A polícia da França prendeu Herschel Grynszpan. Mas, com o país ocupado pelos alemães, “Hitler”, relata o livro, “enviou um esquadrão da elite da Gestapo a Paris para encontrá-lo, prendê-lo e levá-lo vivo para a Alemanha. Depois de uma perseguição das mais complicadas, capturaram o adolescente e o levaram em segredo para Berlim”.

Na Alemanha, o governo pretendia organizar um “julgamento-espetáculo”, numa tentativa canhestra de mostrar os judeus como “assassinos” e, portanto, “instigadores da Segunda Guerra Mundial”.

Herschel Grinszpan: o garoto judeu que desafiou a Gestapo e Goebbels

Herschel Grynszpan era um agente britânico ou um agente judeu? Nada disso.
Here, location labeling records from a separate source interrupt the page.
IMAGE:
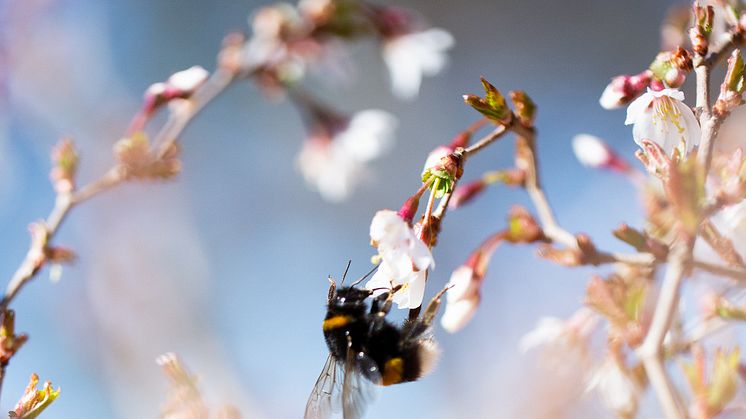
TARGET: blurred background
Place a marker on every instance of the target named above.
(227, 265)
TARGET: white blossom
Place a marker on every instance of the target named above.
(462, 299)
(404, 259)
(398, 245)
(336, 166)
(618, 390)
(412, 283)
(591, 151)
(413, 55)
(188, 80)
(369, 134)
(662, 117)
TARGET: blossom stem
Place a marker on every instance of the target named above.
(486, 140)
(709, 121)
(174, 126)
(431, 201)
(183, 115)
(651, 349)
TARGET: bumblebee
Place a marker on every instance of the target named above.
(366, 350)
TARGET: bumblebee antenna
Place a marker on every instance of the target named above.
(344, 275)
(366, 275)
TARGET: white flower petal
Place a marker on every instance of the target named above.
(369, 134)
(590, 150)
(411, 56)
(668, 122)
(188, 80)
(638, 107)
(616, 388)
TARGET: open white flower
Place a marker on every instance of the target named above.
(662, 117)
(335, 166)
(399, 247)
(462, 299)
(412, 284)
(404, 259)
(618, 390)
(188, 80)
(413, 55)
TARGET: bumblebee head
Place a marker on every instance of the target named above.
(347, 297)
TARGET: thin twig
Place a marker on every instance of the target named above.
(485, 141)
(651, 349)
(733, 273)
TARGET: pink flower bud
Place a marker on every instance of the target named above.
(623, 89)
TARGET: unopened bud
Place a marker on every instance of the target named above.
(525, 108)
(523, 227)
(64, 166)
(493, 106)
(624, 89)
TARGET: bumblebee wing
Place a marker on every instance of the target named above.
(325, 396)
(359, 384)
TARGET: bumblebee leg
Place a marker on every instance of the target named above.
(432, 307)
(332, 289)
(381, 307)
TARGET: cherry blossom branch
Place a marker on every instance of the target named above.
(651, 350)
(680, 255)
(178, 120)
(185, 112)
(550, 226)
(485, 141)
(710, 121)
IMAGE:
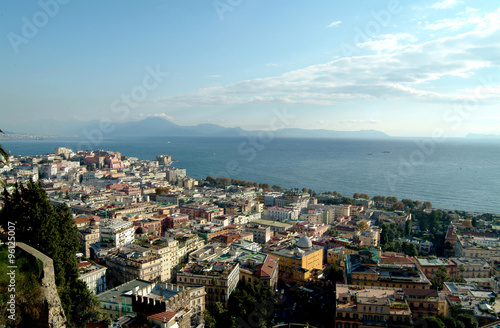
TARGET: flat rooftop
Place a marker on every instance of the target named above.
(123, 293)
(270, 223)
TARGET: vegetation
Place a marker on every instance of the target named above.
(52, 231)
(250, 304)
(29, 302)
(461, 320)
(442, 277)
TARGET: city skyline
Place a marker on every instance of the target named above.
(403, 69)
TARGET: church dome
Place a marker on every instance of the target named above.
(304, 242)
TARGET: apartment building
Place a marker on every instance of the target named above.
(220, 280)
(117, 233)
(127, 264)
(94, 276)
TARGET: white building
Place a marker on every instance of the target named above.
(117, 233)
(94, 276)
(283, 214)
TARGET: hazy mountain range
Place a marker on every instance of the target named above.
(156, 127)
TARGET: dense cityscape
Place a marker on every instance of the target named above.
(156, 248)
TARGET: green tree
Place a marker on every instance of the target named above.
(468, 320)
(4, 157)
(52, 231)
(251, 302)
(433, 322)
(363, 226)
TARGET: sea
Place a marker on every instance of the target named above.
(456, 174)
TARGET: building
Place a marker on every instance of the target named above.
(276, 227)
(283, 214)
(164, 160)
(117, 233)
(220, 280)
(88, 236)
(370, 238)
(261, 234)
(389, 276)
(472, 268)
(117, 302)
(168, 250)
(298, 260)
(478, 247)
(187, 304)
(208, 252)
(127, 264)
(426, 303)
(430, 267)
(265, 271)
(94, 276)
(362, 308)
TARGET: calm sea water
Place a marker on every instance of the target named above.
(458, 174)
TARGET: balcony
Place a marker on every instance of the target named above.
(374, 323)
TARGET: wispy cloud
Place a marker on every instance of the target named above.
(403, 74)
(388, 42)
(446, 4)
(335, 23)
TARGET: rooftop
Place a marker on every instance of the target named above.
(123, 293)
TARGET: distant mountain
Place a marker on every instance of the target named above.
(156, 126)
(482, 136)
(304, 133)
(160, 127)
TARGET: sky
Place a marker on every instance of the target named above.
(406, 68)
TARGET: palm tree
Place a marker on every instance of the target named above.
(3, 153)
(4, 158)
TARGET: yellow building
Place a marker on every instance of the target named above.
(297, 262)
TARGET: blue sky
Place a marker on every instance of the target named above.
(404, 68)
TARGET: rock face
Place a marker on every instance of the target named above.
(53, 313)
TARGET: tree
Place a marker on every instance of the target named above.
(4, 157)
(432, 322)
(52, 231)
(264, 186)
(210, 181)
(347, 200)
(397, 206)
(252, 301)
(468, 320)
(363, 226)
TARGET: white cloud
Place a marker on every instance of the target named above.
(446, 4)
(162, 115)
(387, 42)
(407, 73)
(335, 23)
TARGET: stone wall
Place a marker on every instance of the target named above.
(53, 313)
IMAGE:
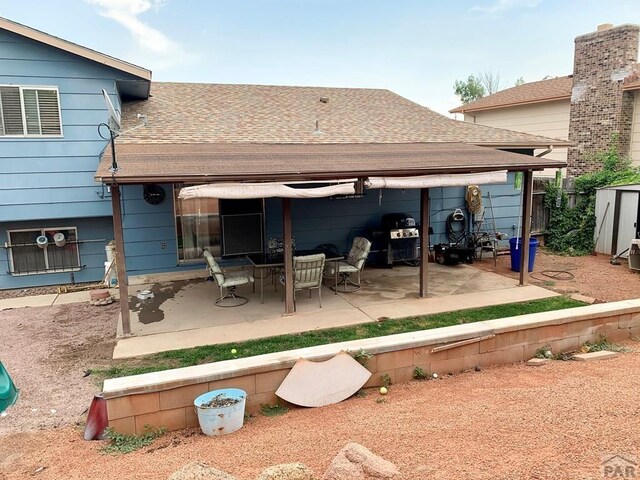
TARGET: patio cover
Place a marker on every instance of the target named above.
(217, 162)
(430, 181)
(236, 190)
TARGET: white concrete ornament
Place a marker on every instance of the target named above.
(316, 384)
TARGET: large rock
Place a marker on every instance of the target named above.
(288, 471)
(200, 471)
(355, 462)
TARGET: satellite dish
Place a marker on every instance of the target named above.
(114, 116)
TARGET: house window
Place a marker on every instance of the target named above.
(29, 111)
(197, 226)
(29, 254)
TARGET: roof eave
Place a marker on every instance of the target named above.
(525, 145)
(539, 165)
(75, 49)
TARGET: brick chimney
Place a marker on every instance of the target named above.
(599, 108)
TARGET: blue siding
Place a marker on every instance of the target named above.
(147, 229)
(52, 178)
(94, 232)
(316, 221)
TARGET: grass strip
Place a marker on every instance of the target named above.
(216, 353)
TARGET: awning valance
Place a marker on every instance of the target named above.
(441, 180)
(235, 190)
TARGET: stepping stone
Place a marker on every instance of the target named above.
(592, 356)
(536, 362)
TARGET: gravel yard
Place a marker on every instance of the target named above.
(46, 351)
(551, 422)
(594, 276)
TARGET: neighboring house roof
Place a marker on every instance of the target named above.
(83, 52)
(214, 113)
(558, 88)
(209, 162)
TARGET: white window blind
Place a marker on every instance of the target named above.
(29, 111)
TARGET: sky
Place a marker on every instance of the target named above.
(416, 48)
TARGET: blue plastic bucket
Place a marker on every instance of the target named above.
(515, 246)
(221, 420)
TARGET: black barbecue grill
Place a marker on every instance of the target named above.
(402, 238)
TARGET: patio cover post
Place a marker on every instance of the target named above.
(424, 241)
(527, 194)
(288, 257)
(120, 259)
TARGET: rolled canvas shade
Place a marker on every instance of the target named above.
(444, 180)
(262, 190)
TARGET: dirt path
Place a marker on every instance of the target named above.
(550, 422)
(46, 351)
(594, 276)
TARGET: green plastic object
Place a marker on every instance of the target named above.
(8, 391)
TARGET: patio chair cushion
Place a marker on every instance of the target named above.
(239, 278)
(307, 271)
(343, 267)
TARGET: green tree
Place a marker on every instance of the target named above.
(469, 90)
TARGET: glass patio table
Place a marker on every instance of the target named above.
(275, 260)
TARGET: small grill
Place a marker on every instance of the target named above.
(402, 237)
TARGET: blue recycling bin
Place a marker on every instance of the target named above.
(515, 246)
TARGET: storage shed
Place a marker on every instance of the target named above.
(617, 218)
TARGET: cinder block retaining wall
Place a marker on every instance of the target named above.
(166, 398)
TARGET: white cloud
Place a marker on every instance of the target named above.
(155, 48)
(500, 6)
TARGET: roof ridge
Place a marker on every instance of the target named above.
(156, 82)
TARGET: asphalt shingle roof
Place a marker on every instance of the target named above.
(214, 113)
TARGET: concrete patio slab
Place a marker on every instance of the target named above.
(183, 313)
(238, 332)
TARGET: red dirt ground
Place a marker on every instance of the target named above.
(594, 276)
(557, 421)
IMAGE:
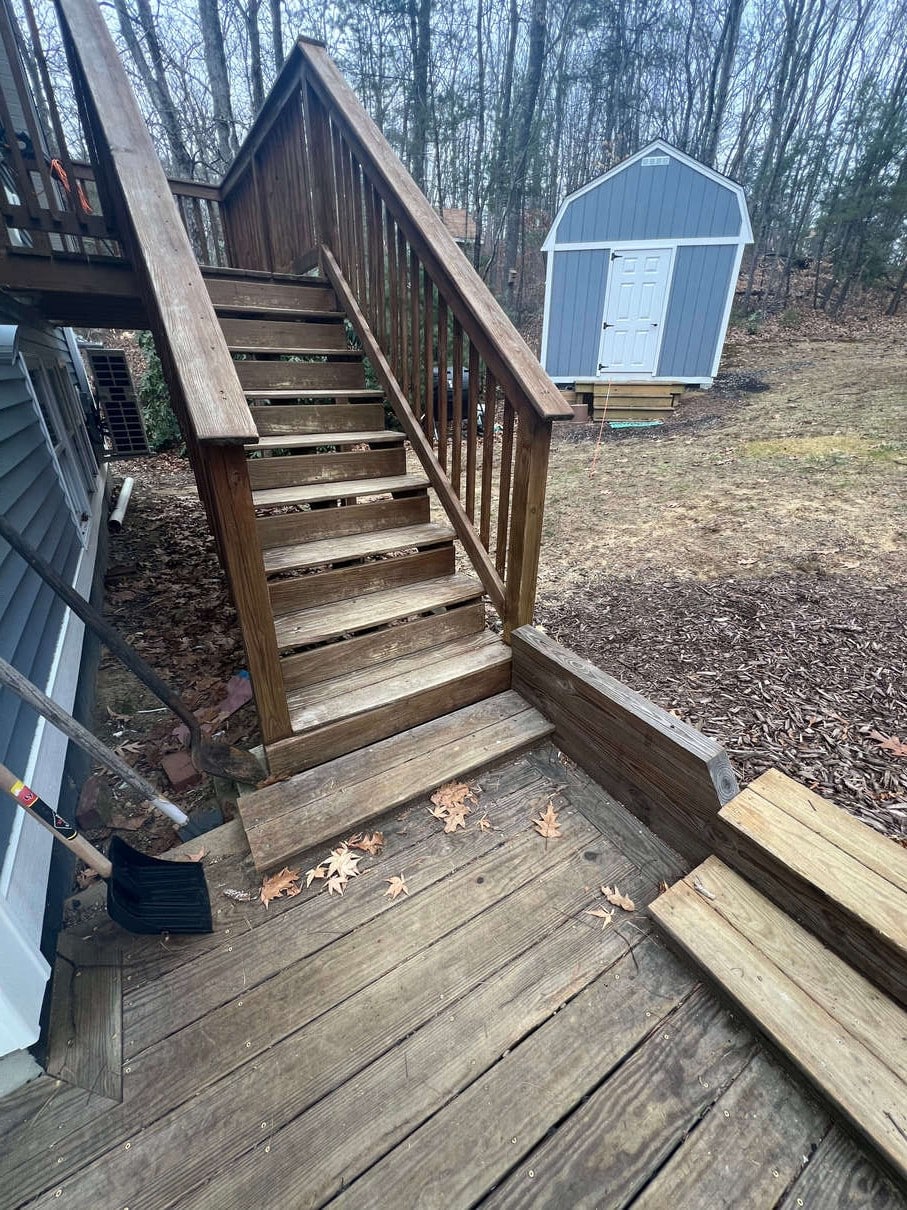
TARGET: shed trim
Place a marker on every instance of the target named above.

Mas os nazistas queriam transformá-lo em algo maior, até para justificar suas atrocidades.

Entretanto, embora muito novo, Herschel Grynszpan era tanto ousado quanto inteligente. Sob intensa pressão dos experts da Gestapo e do próprio Joseph Goebbels, o ministro da Propaganda, o garoto decidiu criar uma estratégia de defesa que surpreendeu os nazistas. Ele disse que Ernst vom Rath era homossexual e que havia mantido relações sexuais com o diplomata. Os nazistas ficaram entre surpresos e furiosos com a “contrainformação” do menino. A sua nova lógica — retirando a questão do campo político (e racial) para o pessoal-passional —, que criou uma dúvida, retardou seu julgamento.

Ante a nova configuração do campo de batalha, os nazistas postergaram o julgamento de Herschel Grynszpan. Havia problemas mais graves pela frente, como a entrada dos Estados Unidos na guerra, o ataque de Hitler à Inglaterra — sem grandes resultados — e o desastre do Exército alemão na União Soviética.

Encarregado por Heinrich Himmler do transporte dos judeus para os campos de concentração e extermínio, Adolf Eichmann disse que conheceu Herschel Grynszpan no fim da guerra. Mas ele sobreviveu ou morreu num campo de concentração — no de Magdeburgo, por exemplo? “Laconicamente”, registra a resenhista do “Abc”, Koch afirma que “a única verdade é que ‘Herschel Grynszpan evaporou na neblina da história’”.